A41_Web-06

Will Economic Growth Improve Our Health Without Greater Income Equality?

“This photograph was made in Birkenhead, not far from where the A41 finishes its journey from London. The image pays tribute to the river Mersey which historically helped bring wealth and status to the area. The photograph shows construction work taking place within the Cammell Laird shipyard, with the mausoleum to the Victorian industrialist and founder of the shipbuilding empire, John Laird, in the top left of the cemetery.” We are at a turning point in human history. For centuries the best way of improving the quality of life has been to raise material living standards. But we have now come to the end of what economic growth can do for developed countries. Measures of well-being or of happiness no longer rise with economic growth. Even though health goes on improving in rich countries, that improvement is no longer related to economic growth. We also know that rates of depression and anxiety have risen over the last fifty years or so.

Not only has economic growth in the rich countries ceased to bring the social benefits it once brought (and continues to bring in poorer countries), but it now threatens the planet.

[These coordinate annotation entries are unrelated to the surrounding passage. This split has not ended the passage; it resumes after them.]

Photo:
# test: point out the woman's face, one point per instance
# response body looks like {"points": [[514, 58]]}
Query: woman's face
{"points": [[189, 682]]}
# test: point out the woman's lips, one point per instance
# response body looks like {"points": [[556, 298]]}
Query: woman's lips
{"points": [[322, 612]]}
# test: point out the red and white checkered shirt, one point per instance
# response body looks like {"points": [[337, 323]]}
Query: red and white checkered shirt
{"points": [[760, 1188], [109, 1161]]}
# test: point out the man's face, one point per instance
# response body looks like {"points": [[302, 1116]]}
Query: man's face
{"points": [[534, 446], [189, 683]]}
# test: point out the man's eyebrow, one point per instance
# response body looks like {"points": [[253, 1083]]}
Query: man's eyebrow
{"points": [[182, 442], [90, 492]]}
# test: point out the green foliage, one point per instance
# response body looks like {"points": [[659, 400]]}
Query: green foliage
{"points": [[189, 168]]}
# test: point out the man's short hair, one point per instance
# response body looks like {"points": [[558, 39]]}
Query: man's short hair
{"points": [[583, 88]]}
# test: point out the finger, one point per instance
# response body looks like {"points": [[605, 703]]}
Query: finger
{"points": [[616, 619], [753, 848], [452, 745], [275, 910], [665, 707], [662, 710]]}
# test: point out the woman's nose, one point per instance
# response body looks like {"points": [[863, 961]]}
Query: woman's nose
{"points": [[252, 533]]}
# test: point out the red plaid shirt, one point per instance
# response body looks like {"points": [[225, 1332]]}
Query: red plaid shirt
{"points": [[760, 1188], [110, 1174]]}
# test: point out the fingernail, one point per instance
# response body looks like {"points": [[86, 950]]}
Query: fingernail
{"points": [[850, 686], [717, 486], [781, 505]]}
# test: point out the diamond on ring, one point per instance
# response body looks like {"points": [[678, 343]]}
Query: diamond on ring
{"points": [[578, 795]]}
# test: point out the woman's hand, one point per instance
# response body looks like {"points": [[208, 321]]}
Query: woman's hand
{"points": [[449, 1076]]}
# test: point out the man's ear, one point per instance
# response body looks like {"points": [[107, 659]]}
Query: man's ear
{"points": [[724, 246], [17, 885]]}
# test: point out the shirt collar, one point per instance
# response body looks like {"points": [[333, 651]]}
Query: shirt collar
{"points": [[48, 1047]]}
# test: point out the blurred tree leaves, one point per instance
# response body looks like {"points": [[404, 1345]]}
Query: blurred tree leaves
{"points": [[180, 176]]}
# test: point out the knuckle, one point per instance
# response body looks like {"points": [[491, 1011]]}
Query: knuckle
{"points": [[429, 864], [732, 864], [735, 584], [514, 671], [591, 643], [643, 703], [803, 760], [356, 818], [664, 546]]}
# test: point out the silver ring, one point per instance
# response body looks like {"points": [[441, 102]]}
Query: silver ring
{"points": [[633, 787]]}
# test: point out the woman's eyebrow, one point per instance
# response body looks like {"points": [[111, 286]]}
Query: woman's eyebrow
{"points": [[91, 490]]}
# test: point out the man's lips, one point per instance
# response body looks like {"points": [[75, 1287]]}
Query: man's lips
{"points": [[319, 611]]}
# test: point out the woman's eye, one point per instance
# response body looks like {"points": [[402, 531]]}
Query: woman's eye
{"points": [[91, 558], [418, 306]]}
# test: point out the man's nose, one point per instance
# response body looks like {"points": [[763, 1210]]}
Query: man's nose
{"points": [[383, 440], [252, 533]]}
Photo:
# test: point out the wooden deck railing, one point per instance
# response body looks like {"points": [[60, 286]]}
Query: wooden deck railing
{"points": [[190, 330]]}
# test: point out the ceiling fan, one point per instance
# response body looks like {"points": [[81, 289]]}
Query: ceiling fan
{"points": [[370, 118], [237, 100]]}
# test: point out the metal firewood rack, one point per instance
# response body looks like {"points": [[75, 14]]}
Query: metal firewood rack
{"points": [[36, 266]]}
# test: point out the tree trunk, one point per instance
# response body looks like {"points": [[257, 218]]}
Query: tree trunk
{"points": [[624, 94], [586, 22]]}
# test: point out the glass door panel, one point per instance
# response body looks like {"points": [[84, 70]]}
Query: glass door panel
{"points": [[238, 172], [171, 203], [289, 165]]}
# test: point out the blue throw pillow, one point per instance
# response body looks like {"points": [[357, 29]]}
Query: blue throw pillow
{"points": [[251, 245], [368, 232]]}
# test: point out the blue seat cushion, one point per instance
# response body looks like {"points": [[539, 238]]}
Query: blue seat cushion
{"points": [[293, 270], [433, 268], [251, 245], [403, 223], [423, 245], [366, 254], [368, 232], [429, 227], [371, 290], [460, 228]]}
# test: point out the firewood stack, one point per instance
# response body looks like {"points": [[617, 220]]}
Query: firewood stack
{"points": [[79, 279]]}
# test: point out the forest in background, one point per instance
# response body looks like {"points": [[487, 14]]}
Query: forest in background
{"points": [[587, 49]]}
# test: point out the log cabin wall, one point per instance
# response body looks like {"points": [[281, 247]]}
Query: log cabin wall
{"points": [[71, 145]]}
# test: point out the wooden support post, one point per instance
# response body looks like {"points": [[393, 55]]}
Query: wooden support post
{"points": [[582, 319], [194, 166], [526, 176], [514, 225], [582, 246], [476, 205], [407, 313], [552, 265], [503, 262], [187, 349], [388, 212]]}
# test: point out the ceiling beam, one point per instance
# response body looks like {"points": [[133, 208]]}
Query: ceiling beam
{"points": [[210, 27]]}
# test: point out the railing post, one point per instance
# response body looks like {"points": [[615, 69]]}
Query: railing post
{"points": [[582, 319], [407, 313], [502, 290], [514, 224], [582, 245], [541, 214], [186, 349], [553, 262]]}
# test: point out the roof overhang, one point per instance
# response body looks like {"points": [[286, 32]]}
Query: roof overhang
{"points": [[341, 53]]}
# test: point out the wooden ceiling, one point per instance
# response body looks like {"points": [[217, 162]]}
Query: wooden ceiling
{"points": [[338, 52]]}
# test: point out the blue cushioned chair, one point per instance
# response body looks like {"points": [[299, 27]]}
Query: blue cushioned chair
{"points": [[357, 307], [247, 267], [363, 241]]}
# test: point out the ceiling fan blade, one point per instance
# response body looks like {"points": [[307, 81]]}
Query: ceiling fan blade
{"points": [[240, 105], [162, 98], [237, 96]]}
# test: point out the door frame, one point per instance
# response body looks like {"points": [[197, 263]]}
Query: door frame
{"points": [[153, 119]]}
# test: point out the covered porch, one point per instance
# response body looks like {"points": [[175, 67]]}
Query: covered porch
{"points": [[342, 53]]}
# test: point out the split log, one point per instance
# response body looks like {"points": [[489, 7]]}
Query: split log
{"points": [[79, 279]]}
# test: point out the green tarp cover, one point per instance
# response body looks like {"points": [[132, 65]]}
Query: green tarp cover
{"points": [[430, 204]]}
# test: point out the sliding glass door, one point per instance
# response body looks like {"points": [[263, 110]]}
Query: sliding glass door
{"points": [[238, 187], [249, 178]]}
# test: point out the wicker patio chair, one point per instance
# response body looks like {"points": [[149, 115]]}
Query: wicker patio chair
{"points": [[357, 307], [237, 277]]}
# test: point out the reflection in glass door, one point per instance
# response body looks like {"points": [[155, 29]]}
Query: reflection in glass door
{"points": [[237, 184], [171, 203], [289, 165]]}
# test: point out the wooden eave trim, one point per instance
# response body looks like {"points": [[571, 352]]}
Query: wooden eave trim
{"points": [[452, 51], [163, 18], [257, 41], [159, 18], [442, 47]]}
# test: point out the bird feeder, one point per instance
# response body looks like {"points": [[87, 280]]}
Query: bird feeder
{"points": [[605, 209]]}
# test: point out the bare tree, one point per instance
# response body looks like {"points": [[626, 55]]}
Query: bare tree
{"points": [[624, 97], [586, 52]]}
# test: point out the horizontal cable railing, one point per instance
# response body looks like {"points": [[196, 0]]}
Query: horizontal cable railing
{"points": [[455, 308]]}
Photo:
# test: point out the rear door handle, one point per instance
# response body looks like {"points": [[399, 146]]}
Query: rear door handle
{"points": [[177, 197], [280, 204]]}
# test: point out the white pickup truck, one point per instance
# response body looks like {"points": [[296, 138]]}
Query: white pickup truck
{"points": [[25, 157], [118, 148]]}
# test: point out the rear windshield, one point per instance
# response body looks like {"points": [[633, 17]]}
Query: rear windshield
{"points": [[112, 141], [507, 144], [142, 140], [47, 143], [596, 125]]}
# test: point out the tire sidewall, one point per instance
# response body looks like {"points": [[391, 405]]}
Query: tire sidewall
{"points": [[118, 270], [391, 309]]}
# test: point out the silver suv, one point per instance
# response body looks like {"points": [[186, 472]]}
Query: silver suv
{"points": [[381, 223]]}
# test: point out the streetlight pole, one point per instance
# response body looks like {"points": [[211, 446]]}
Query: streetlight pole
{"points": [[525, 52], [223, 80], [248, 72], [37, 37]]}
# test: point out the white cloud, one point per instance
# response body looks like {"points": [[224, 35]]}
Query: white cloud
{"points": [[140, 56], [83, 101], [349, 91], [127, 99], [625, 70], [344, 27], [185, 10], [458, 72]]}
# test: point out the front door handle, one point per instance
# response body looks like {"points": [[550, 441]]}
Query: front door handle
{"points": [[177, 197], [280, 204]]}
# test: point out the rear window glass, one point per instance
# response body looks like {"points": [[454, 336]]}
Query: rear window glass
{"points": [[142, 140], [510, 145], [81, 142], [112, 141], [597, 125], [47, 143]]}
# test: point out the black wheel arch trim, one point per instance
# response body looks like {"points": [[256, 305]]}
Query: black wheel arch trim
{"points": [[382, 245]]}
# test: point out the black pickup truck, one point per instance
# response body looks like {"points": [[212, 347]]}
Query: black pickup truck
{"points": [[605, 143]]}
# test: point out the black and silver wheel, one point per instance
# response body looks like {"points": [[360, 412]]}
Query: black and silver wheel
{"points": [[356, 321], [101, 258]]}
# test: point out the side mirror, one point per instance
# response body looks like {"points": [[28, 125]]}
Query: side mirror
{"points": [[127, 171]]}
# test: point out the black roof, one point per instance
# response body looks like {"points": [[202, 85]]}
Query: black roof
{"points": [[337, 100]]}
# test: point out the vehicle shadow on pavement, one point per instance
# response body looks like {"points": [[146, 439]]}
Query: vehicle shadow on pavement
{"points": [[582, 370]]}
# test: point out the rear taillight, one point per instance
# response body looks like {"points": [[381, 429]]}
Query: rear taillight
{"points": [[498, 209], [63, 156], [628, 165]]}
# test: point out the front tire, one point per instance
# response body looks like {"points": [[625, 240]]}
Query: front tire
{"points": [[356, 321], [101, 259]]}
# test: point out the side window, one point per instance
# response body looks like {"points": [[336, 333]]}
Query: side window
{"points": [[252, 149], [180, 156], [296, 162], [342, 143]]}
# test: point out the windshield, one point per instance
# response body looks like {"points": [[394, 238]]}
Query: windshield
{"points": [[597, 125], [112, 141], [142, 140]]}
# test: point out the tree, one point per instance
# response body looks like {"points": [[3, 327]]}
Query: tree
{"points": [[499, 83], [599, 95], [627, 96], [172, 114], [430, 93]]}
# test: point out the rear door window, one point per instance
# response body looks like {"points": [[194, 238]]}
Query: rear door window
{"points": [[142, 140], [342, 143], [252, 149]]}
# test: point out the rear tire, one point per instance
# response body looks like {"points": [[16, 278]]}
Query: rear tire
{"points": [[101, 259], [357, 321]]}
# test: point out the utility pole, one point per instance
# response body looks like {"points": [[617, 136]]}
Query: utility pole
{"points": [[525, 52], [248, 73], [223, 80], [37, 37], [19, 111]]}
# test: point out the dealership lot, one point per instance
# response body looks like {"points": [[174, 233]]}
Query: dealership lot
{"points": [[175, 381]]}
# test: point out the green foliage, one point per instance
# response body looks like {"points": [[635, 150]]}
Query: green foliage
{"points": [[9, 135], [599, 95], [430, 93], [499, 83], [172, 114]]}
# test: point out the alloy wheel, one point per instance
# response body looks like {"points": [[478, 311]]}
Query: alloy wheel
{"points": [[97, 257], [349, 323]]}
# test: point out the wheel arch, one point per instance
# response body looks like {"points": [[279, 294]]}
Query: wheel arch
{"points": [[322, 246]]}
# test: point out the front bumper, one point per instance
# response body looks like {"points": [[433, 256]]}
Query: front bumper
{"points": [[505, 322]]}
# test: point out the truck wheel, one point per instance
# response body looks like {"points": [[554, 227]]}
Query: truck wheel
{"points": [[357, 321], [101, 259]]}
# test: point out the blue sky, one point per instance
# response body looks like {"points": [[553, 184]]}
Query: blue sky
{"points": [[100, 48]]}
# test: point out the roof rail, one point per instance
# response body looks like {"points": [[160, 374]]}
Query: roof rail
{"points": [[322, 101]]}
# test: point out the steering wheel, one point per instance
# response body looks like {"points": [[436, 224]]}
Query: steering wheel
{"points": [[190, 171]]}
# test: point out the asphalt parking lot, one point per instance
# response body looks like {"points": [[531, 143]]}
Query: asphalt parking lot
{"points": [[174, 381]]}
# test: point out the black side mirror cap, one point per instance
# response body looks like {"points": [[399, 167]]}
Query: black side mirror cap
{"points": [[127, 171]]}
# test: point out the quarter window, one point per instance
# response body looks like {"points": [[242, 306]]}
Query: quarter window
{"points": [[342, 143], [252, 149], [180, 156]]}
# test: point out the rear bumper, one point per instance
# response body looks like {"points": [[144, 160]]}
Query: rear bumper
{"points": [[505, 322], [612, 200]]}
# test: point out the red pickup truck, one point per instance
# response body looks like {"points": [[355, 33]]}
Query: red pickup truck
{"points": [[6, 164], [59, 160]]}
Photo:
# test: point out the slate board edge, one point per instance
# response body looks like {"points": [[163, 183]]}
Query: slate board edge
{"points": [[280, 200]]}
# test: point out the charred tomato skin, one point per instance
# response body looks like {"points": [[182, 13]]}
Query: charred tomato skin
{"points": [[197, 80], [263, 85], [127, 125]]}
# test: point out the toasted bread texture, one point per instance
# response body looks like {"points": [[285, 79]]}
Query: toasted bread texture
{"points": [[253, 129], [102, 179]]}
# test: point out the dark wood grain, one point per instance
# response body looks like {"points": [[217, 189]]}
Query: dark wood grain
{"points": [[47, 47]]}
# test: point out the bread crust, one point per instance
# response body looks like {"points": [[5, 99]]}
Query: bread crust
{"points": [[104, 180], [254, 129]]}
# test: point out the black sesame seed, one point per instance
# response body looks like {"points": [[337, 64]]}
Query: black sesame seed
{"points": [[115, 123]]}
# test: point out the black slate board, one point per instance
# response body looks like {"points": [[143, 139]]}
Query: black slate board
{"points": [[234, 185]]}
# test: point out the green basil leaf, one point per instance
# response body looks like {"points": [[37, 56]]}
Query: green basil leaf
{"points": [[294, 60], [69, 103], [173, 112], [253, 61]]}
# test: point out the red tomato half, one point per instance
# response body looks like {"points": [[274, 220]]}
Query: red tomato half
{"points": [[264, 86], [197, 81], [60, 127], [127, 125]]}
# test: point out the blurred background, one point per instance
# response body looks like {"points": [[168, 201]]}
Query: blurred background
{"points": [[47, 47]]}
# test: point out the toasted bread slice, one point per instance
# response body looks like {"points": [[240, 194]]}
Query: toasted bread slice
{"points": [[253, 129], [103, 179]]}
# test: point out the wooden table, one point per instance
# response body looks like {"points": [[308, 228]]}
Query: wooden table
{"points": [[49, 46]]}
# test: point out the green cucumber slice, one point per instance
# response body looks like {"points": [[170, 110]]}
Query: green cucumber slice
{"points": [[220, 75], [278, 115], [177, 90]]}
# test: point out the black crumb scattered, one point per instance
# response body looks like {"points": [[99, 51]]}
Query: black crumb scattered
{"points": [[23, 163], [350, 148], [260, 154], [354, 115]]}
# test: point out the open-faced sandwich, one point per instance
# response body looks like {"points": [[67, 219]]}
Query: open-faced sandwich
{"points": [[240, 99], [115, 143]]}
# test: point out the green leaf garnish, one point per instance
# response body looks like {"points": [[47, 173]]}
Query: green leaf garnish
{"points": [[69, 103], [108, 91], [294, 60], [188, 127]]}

We are therefore the first generation to have to find new ways of improving the real quality of life. The evidence suggests that we need to shift our attention away from increasing material wealth, to the social environment and the quality of social relations in our societies. For rich countries to get even richer makes little or no difference to the prevalence of health and social problems but the social problems which beset many rich societies are much more common in more unequal societies. Societies with smaller income differences between rich and poor are more cohesive: community life is stronger, levels of trust are higher and there is less violence. The vast majority of the population seem to benefit from greater equality.